8. Sample Size for the Training Set

• Training Set Sample Size:
  • Auto EF: 10,000 cardiac ultrasound studies (clips), ranging from 2-5 clips per study to capture various views and conditions.
  • AI FAST: 50,000 ultrasound clips/videos (frames extracted) encompassing a wide variety of cardiac, thoracic/lung, and abdominal scans, representing diverse patient populations, sonographer skills, and device settings.
• Data Diversity: The training data would be sourced from a wide range of ultrasound machines, clinical sites, and demographic groups to ensure generalizability and reduce overfitting to specific acquisition characteristics.

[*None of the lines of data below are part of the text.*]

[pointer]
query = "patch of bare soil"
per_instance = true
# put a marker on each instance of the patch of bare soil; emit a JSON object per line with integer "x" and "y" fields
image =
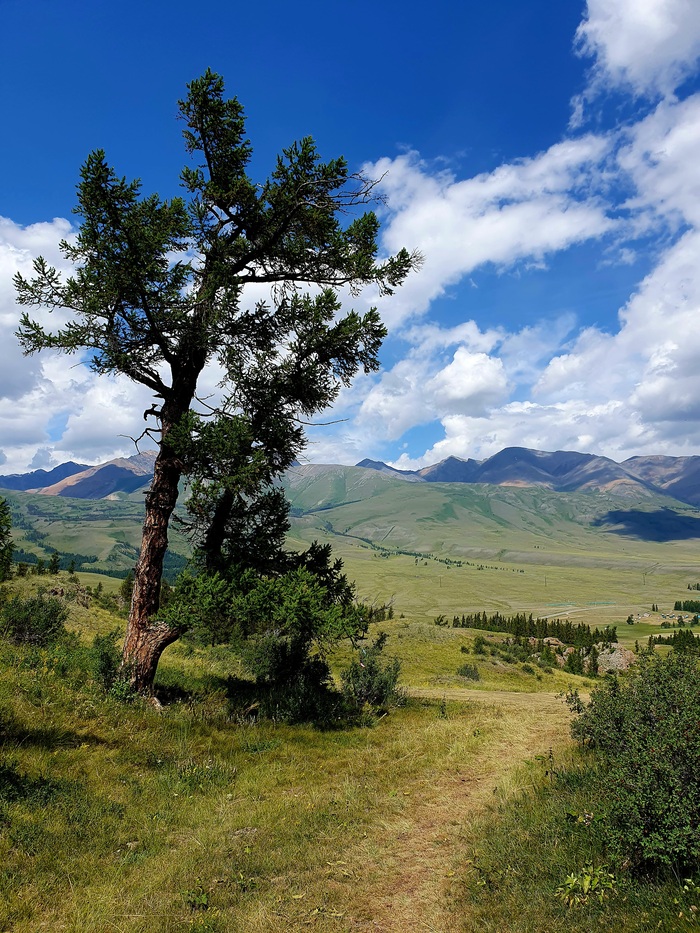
{"x": 404, "y": 872}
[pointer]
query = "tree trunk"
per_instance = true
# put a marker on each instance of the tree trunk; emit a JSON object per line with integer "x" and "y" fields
{"x": 145, "y": 640}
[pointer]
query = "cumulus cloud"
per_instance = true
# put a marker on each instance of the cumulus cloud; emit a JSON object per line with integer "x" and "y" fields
{"x": 646, "y": 46}
{"x": 522, "y": 211}
{"x": 630, "y": 388}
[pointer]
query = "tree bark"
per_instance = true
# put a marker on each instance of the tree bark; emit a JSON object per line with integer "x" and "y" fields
{"x": 145, "y": 640}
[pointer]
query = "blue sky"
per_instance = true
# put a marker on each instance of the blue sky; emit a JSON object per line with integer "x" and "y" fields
{"x": 542, "y": 157}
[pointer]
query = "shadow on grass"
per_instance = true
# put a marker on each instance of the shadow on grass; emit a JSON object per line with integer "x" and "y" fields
{"x": 660, "y": 525}
{"x": 14, "y": 733}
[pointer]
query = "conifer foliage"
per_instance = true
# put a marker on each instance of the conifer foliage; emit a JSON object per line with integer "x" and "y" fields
{"x": 160, "y": 290}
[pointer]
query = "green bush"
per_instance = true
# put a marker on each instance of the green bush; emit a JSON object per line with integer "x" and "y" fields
{"x": 371, "y": 679}
{"x": 645, "y": 729}
{"x": 470, "y": 671}
{"x": 37, "y": 620}
{"x": 106, "y": 658}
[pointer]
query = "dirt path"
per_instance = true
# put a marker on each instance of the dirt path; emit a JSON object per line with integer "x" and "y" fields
{"x": 405, "y": 869}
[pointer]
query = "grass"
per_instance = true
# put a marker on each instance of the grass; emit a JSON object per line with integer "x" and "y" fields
{"x": 451, "y": 809}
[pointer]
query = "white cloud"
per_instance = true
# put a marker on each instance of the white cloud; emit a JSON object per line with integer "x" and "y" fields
{"x": 647, "y": 46}
{"x": 522, "y": 211}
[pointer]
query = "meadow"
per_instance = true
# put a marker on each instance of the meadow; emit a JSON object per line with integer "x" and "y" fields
{"x": 465, "y": 808}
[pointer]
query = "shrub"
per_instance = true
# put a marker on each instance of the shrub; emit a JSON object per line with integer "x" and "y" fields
{"x": 37, "y": 620}
{"x": 479, "y": 646}
{"x": 470, "y": 671}
{"x": 645, "y": 728}
{"x": 371, "y": 679}
{"x": 106, "y": 658}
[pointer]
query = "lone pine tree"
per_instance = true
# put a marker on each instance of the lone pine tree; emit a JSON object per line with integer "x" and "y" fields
{"x": 159, "y": 291}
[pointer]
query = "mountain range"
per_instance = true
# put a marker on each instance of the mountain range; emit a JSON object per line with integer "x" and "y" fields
{"x": 559, "y": 471}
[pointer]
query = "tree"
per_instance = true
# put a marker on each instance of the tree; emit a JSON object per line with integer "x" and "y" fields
{"x": 159, "y": 291}
{"x": 6, "y": 546}
{"x": 645, "y": 729}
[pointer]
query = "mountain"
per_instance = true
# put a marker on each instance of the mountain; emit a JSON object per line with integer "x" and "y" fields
{"x": 116, "y": 477}
{"x": 40, "y": 478}
{"x": 565, "y": 471}
{"x": 558, "y": 471}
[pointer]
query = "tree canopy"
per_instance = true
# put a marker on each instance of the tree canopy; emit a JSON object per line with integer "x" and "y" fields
{"x": 160, "y": 289}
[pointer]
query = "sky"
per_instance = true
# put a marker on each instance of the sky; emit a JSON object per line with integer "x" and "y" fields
{"x": 542, "y": 157}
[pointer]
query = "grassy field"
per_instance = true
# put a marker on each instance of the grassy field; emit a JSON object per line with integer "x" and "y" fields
{"x": 449, "y": 814}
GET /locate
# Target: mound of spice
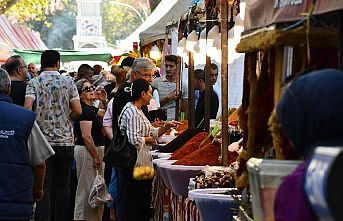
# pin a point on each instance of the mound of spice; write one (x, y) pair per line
(190, 146)
(220, 179)
(206, 155)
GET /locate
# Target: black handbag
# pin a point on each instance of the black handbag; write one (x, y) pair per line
(120, 153)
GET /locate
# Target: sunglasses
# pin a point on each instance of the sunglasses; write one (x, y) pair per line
(88, 89)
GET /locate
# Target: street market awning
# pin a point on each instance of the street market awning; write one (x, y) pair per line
(262, 13)
(17, 36)
(66, 56)
(168, 12)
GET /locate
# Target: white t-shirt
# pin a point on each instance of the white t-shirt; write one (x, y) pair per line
(38, 147)
(165, 88)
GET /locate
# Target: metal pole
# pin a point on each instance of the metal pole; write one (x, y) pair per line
(340, 40)
(207, 75)
(191, 100)
(224, 69)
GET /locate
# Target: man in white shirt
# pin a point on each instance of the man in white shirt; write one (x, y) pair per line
(166, 87)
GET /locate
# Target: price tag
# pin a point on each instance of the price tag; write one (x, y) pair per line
(215, 130)
(316, 179)
(182, 116)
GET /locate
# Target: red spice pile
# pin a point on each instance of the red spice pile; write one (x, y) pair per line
(190, 146)
(207, 155)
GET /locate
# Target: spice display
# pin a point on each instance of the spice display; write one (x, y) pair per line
(143, 173)
(207, 155)
(189, 147)
(179, 141)
(220, 179)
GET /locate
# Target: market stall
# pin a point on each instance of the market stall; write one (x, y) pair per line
(281, 41)
(66, 55)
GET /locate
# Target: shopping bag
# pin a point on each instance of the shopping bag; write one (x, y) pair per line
(143, 169)
(120, 153)
(99, 194)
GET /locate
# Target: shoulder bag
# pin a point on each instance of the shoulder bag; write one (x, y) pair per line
(120, 153)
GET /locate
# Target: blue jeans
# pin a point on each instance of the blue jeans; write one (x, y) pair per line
(55, 203)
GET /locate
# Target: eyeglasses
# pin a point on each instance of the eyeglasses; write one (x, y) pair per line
(170, 65)
(88, 89)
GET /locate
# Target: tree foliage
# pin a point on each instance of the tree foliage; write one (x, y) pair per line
(120, 21)
(6, 4)
(32, 10)
(55, 22)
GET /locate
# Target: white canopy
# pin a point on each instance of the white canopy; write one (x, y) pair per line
(168, 12)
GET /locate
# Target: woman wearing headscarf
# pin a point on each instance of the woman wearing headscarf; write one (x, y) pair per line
(88, 152)
(135, 195)
(310, 115)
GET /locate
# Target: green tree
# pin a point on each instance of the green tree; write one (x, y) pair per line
(30, 10)
(59, 28)
(56, 25)
(120, 21)
(6, 4)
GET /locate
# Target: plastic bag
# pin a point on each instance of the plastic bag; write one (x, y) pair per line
(143, 169)
(99, 194)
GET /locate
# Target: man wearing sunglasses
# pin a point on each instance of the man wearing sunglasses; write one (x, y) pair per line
(17, 69)
(56, 101)
(166, 87)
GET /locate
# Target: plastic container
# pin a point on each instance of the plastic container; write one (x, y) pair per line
(265, 177)
(161, 169)
(157, 155)
(213, 204)
(179, 176)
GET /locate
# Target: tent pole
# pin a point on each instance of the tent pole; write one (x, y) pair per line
(340, 41)
(224, 69)
(207, 74)
(191, 90)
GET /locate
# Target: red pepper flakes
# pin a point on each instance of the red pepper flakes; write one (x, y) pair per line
(207, 155)
(190, 146)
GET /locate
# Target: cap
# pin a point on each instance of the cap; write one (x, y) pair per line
(128, 61)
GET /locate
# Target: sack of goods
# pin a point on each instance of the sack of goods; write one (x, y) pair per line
(120, 153)
(143, 169)
(99, 194)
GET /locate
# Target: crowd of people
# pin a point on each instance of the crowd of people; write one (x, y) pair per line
(54, 123)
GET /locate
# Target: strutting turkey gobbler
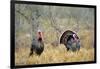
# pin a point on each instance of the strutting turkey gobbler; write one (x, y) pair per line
(70, 40)
(37, 44)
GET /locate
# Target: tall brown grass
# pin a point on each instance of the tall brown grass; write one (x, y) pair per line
(53, 55)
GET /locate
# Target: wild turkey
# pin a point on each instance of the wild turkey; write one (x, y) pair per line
(70, 40)
(37, 44)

9. How the Ground Truth for the Training Set Was Established

• For the Training Set: Ground truth for the training set was established through a combination of methods, designed to efficiently process a large volume of data:
  • Initial Automated Labeling/Measurement: An initial pass often uses rule-based algorithms or a pre-trained weaker model to generate preliminary labels or measurements.
  • Expert Review and Correction/Annotation (Crowdsourcing with Quality Control):
    • A larger pool of qualified annotators (sonographers, medical image analysts, less experienced radiologists/cardiologists) perform initial annotations or validate/correct the automated labels.
    • These annotations are then reviewed by a smaller group of highly experienced experts (e.g., similar to those for the test set ground truth) for quality control and correction of discrepancies. This two-tier approach is more scalable than having top-tier experts annotate everything from scratch.
    • For quantitative measurements like EF, a semi-automated approach (e.g., using software tools that facilitate quick tracing but allow for manual correction) followed by expert review is common.
  • Clinical Report Extraction: For some features (e.g., rough EF categories, presence/absence of certain conditions), de-identified information from associated clinical reports or electronic health records could be used as a weaker form of ground truth, subsequently validated by image review.
  • Self-supervision/Unsupervised learning: In some training pipelines, methods that don't require explicit labels (e.g., learning feature representations) might be employed for parts of the model robustness.

This comprehensive approach ensures that the device's AI features are rigorously tested both in isolation and in a clinical context, validating their performance against a high-quality ground truth.